Apple Loop: Five Steps To Fix iOS 8, Crazy iPhone Designs, Fast iPhone Charging

The MacBook Air (2014)Taking a look back at another week of news from Cupertino, this week’s Apple Loop covers potential issues in the new MacBook Air, the non-appearance of the iPhone Mini screens, flexible iPhones, some 2015 predictions for Apple, the App Store revenue numbers, five changes iOS 8 needs as soon as possible, the Mophie battery case, a one hour charger, and some SIM-free iPhones.

Apple Loop is here to remind you of a few of the very many discussions that have happened around Apple over the last seven days (and you can read our weekly digest of Android news here on Forbes).
Mark Gurman’s Twelve-Inch MacBook Air
Look back over the historical reporting of Apple during the week of CES and you tend to find a ‘big story’ that feels geared towards drowning out the new products on show at Las Vegas. Maybe Apple had something lined up for the start of the week and delayed it, because it’s highly unlikely that Marc Gurman’s detailed speculation and renders of the new MacBook Air would have been on the marketing grid.
Nevertheless, Gurman and 9to5Mac have gathered together as much information as they can to project the look and specs of the new twelve-inch MacBook Air.
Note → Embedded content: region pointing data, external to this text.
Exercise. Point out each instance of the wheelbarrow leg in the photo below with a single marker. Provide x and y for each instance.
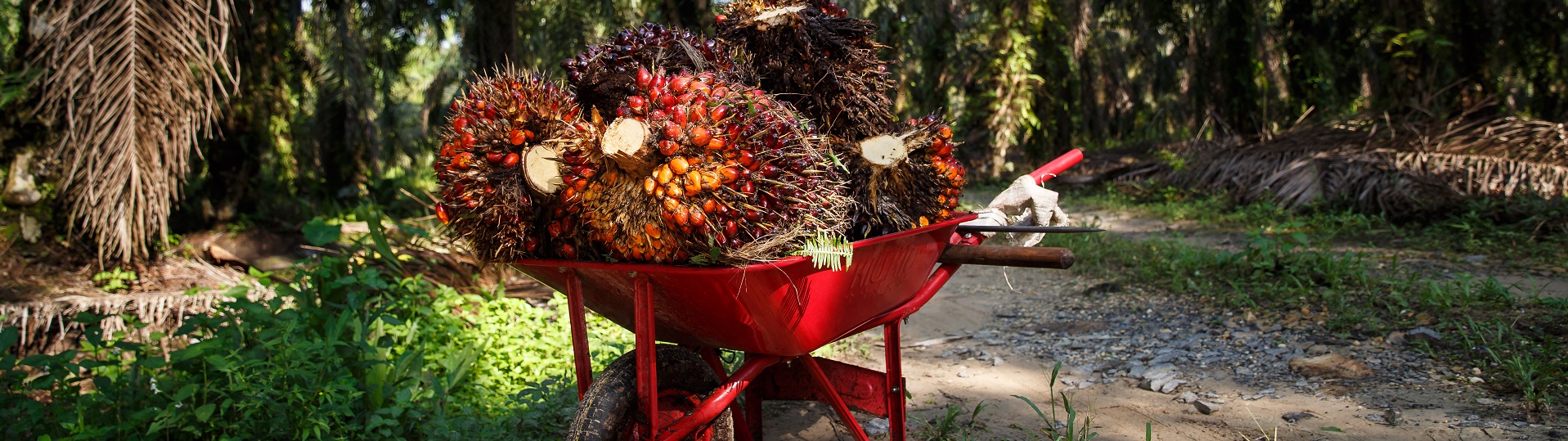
(833, 398)
(755, 415)
(894, 360)
(574, 308)
(646, 362)
(736, 413)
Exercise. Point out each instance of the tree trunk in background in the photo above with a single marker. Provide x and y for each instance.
(492, 34)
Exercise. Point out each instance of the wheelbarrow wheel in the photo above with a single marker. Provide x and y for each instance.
(610, 407)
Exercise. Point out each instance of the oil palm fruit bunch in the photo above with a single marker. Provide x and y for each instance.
(509, 164)
(904, 179)
(819, 60)
(699, 169)
(605, 74)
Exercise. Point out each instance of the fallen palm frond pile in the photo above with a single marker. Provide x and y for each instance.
(49, 326)
(1379, 167)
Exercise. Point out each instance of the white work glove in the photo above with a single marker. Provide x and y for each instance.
(1022, 203)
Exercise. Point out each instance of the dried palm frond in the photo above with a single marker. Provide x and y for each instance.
(1380, 167)
(47, 326)
(131, 85)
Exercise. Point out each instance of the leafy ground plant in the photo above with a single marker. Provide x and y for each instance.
(950, 425)
(350, 350)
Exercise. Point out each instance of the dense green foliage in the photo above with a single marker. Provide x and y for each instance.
(348, 352)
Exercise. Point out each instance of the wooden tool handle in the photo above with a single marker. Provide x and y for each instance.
(1009, 256)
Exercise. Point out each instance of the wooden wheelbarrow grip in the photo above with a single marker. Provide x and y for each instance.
(1009, 256)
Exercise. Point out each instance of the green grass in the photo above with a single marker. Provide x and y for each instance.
(1065, 424)
(1286, 266)
(348, 350)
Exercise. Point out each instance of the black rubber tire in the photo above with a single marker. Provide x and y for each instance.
(610, 403)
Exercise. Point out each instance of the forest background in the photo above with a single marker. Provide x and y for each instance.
(331, 104)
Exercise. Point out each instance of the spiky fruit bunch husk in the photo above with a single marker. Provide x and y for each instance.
(819, 60)
(487, 196)
(918, 186)
(604, 74)
(708, 169)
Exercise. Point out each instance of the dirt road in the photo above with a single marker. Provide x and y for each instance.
(1116, 344)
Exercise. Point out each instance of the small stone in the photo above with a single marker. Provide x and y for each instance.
(30, 228)
(1422, 335)
(1332, 366)
(1296, 416)
(1206, 407)
(1393, 416)
(877, 425)
(1396, 338)
(1162, 385)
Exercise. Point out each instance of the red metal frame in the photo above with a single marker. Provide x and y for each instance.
(791, 372)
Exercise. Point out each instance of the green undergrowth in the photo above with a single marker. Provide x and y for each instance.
(1284, 268)
(348, 350)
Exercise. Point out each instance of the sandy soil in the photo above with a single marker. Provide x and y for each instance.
(1438, 407)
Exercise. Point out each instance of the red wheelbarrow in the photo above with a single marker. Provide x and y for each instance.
(776, 314)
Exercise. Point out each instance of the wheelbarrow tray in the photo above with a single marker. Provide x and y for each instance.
(783, 308)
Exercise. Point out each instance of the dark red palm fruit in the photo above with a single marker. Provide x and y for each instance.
(485, 195)
(923, 189)
(605, 74)
(690, 196)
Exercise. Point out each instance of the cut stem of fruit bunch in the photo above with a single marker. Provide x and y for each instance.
(699, 167)
(827, 65)
(904, 179)
(604, 74)
(507, 162)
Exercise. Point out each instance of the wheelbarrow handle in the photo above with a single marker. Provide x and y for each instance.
(1009, 256)
(1058, 165)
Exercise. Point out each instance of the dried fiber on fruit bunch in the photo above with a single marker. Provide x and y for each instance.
(904, 179)
(815, 58)
(507, 164)
(605, 74)
(699, 170)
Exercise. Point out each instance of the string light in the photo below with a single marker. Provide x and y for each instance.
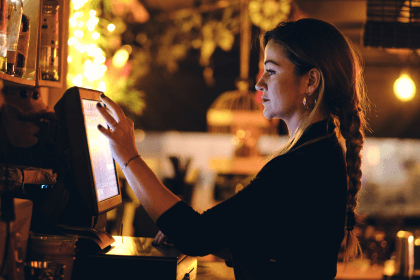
(84, 49)
(404, 88)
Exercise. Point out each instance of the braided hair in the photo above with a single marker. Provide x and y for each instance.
(311, 43)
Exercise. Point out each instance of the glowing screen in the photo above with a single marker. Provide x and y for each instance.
(100, 153)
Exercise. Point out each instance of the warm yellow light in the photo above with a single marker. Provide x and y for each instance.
(111, 27)
(95, 35)
(120, 58)
(240, 133)
(102, 86)
(78, 34)
(73, 22)
(78, 80)
(99, 59)
(72, 41)
(404, 88)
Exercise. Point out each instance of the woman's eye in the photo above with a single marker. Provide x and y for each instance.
(270, 72)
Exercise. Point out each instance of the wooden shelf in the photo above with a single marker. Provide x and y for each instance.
(15, 80)
(33, 9)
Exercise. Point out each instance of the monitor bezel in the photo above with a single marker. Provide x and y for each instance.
(80, 157)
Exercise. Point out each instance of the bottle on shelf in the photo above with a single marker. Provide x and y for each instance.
(22, 48)
(14, 18)
(49, 40)
(3, 35)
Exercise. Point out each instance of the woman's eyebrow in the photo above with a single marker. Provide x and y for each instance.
(271, 61)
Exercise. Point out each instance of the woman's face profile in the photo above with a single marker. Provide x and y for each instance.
(283, 90)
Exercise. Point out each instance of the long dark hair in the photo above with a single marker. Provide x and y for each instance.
(311, 43)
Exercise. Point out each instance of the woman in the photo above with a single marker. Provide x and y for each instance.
(289, 222)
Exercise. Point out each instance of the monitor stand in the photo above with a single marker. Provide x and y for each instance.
(88, 239)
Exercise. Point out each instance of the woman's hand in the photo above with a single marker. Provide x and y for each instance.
(160, 239)
(120, 132)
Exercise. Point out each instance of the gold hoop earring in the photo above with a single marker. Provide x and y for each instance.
(304, 102)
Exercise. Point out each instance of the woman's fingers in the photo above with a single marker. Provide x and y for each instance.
(118, 112)
(104, 131)
(160, 238)
(107, 115)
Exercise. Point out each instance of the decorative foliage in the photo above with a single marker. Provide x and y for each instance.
(96, 59)
(166, 39)
(266, 14)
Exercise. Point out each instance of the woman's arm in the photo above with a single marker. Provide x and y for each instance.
(153, 195)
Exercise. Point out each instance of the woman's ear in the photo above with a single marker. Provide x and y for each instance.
(314, 76)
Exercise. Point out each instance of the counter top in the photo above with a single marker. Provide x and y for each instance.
(357, 270)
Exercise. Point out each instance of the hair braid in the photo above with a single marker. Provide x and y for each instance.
(352, 129)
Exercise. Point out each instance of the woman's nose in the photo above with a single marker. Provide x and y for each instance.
(259, 85)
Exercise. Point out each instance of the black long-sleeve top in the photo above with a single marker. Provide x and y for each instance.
(288, 223)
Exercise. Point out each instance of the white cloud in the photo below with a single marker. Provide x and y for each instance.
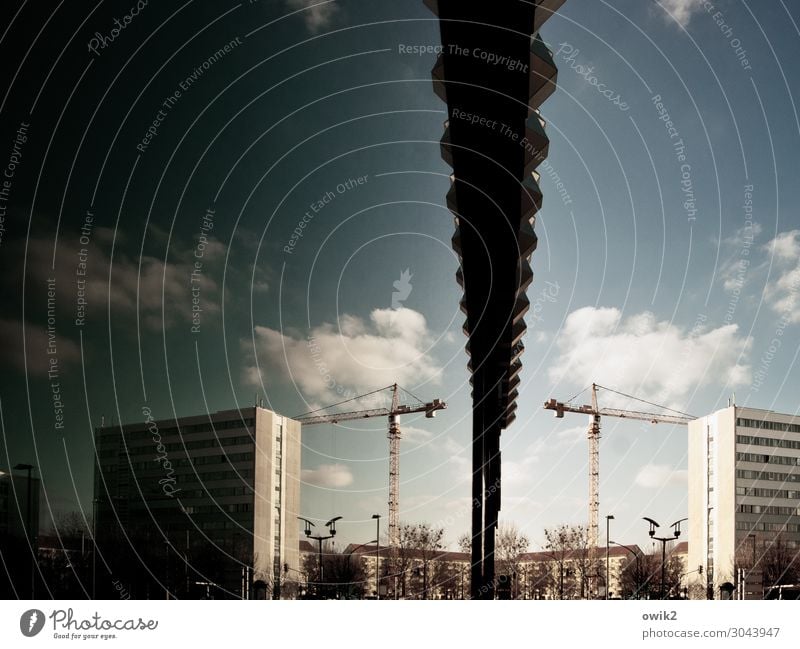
(358, 357)
(654, 360)
(782, 293)
(161, 292)
(318, 15)
(682, 10)
(655, 476)
(415, 436)
(332, 476)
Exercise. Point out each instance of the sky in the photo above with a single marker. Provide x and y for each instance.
(275, 166)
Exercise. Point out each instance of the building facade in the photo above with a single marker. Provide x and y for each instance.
(744, 499)
(200, 506)
(412, 574)
(19, 533)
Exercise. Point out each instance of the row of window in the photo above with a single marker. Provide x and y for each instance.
(768, 441)
(769, 509)
(768, 425)
(768, 475)
(767, 527)
(760, 492)
(213, 509)
(768, 459)
(213, 442)
(206, 427)
(218, 492)
(220, 525)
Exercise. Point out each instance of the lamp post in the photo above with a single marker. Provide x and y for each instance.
(28, 523)
(377, 518)
(652, 532)
(331, 525)
(609, 518)
(638, 566)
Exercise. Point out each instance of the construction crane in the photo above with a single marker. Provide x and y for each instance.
(393, 413)
(595, 412)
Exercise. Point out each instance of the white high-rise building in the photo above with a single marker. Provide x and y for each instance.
(744, 491)
(205, 504)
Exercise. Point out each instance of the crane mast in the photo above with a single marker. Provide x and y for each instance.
(394, 470)
(393, 413)
(593, 435)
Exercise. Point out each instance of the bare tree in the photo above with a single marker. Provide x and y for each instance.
(343, 574)
(779, 563)
(509, 548)
(642, 579)
(560, 545)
I’ve taken a look at the proposed laptop, and it’s a monster of minimalism:
The next MacBook Air will sport a twelve-inch screen, a thinner and smaller physical footprint, a cleaner chassis with one combined power connector and USB port, faster Broadwell chipsets from Intel, and it might even come in Space Grey. That’s the theory from Marc Gurman, and there’s no immediate reason to discount it.
The eyebrow raising moment is over the ports. No USB, no thunderbolt, no SD card, everything stripped out except a microphone, headphones, and a single USB-C port for connectivity and charging.
John Gruber:
 I can definitely see getting rid of classic USB — it’s old and thick. Thunderbolt, sort of. But MagSafe? When Apple announced MagSafe back in 2006, I knew they were solving a real problem, not an imaginary marketing problem. Tripping over power cables and yanking laptops off tables and onto floors was a real issue… Switching to USB Type-C seems like it would take us all the way back to days when tripping over the charging cable would take your laptop along for the ride.
Six Colors also has a good angle on this reduction in form, but not in function:
If Gurman’s reports are accurate, this new model pulls the MacBook Air line away from the MacBook Pro. In fact, it returns the MacBook Air to its roots—as a product full of choices that we consider crazy at first, because they’re out of step with conventional computer design, but that will appeal to a target audience that doesn’t actually care about those de rigueur features.
In other words, would Apple release a laptop with no dedicated power cable, ditch a bunch of traditional ports, and funnel every bit of power and wired connectivity through a connector that it has never before used, all in the name of creating a thinner and lighter laptop? Are you kidding? Of course it would.
Lots to pick over until a presumed launch at WWDC in the summer.
Parts For The iPhone Mini Are Nowhere To Be Seen
Apple’s next iPhone was also under discussion this week, although with less positive news. Any new manufacturing requires the supply chain to be clued in to the model before it is revealed publicly – it’s one reason that so much is known about a new phone as Tim Cook (or JK Shin at Samsung, or any other manufacturer) takes to the stage.
With no sign of orders for four-inch screens or other associated components, the current thinking is that the iPhone Mini (the four-inch variant of the iPhone 6 and 6 Plus) is a nice idea, but lacking evidence.
If you think about the rumors, cases, chassis moulds, and other leaks that were with us in the months leading up to the launch of the iPhone 6 and iPhone 6 Plus, there are no such signs for a four-inch model arriving in the next two or three months.
While it is possible that the iPhone 5S circuit board could be getting some circuit board modifications to accommodate the A8 architecture alongside the existing TouchID home button, it is more likely that there is no new budget four-inch model being planned for a spring release.
The iPhone Designed To Bend
One more the USPTO gives us a look inside the minds of Apple’s research and development teams. This week it’s the turn of Forbes’ Gordon Kelly to look through the filings to discover some new potential form factors for the iPhone. Picking up on one trend from CES to bend the display, Apple’s latest patent covers a fully flexible smartphone.
Perhaps the most interesting aspect to the patent, however, is the extent of Apple’s research into a foldable device. Not only does it detail flexible glass and chassis construction, but entirely flexible internals including bendable circuit boards and even batteries.
By contrast existing foldable devices like the LG G Flex, G Flex 2 and Samsung Galaxy Round have a flexible screen and chassis, but their internal components are rigid. As a consequence the Galaxy Round, for example, had to fit a smaller battery than the Galaxy Note 3 upon which it is based.